My strong advice to American friends is quietly let this go, otherwise you’ll feel a hostility to the way the Australian-American alliance works, that isn’t in the interests of either country.
This is a simmering issue with the Australian public.
And I think the new government is politically astute enough to realise if this comes to a trial in Virginia somewhere, and a conviction of Assange, the sheer injustice of an Australian being treated like this, where his American partner, Chelsea Manning, being pardoned, will ignite Australian public opinion in a way that would hurt the government if it were to happen.
Issue of transgender athletes is up to sporting bodies, Albanese says
And the final question was on transgender athletes in elite sports, with Albanese only saying that the issue should not have been brought up during the election:
This is one of the reasons why this issue shouldn’t have been – there shouldn’t have been an attempt to make this a political issue during the last federal election campaign.
Guidelines are very clear that it is up to sporting bodies. They will make their decisions based upon their assessments and that is appropriate. We shouldn’t use vulnerable people, put them in a situation whereby one side or any side of politics tries to seek a political advantage over that.
The Victorian premier, Daniel Andrews, is next asked about the energy crisis and capacity mechanisms, and while he reiterated that he believed the future was in renewables, he added an interesting comment on his dealings with the new energy minister:
Coal and gas are still part of our mix. Are they part of our future? I can tell you I have these companies coming to me all the time. They can’t get finance for maintenance.

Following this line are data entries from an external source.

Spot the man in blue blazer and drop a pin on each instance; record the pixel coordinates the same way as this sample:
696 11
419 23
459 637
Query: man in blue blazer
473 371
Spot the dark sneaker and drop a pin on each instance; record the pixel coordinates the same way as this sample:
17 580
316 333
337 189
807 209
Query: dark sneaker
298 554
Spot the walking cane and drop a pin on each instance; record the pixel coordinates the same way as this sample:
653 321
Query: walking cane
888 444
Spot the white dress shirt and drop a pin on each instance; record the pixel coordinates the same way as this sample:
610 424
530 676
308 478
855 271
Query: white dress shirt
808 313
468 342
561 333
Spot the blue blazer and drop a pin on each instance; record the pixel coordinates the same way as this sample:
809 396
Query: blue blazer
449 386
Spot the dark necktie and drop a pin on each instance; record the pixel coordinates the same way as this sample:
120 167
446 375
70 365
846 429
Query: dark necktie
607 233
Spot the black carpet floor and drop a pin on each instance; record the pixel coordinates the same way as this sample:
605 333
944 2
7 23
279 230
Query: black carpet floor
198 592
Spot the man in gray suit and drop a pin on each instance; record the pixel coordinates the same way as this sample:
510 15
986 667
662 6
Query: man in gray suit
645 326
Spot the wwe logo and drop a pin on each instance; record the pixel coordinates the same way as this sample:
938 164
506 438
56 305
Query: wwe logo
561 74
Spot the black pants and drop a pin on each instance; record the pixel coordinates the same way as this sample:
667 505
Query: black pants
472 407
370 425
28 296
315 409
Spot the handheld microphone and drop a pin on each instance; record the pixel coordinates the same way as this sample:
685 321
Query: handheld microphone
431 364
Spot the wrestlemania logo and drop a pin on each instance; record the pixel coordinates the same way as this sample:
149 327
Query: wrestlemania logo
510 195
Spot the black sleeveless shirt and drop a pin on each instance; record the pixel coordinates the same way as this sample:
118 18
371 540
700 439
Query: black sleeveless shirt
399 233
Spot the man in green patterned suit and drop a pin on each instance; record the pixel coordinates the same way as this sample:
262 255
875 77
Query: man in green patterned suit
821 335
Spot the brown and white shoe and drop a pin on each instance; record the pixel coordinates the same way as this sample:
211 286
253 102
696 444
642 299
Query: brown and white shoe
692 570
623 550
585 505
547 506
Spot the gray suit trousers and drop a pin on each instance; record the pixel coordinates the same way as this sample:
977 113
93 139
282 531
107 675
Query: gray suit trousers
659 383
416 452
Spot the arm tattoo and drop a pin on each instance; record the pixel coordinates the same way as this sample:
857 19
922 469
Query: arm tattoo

We can’t have them run to the exits and leave us without the base load we need, but the time has come to stop talking about transition and to get on and make it. That is why we have a partner in Canberra who knows climate change is real, knows that the cheapest and best and most reliable form of new energy is renewable energy, [which] is so, so refreshing and so critically important.
If I can finish with this – I wasn’t at the meeting, but I have had a pretty good briefing from our energy minister. Night and day, compared to however many meetings she had to be subjected to with Angus Taylor as the minister, night and day. Chris Bowen in one meeting has done more to secure our energy future than the previous government did in nine years.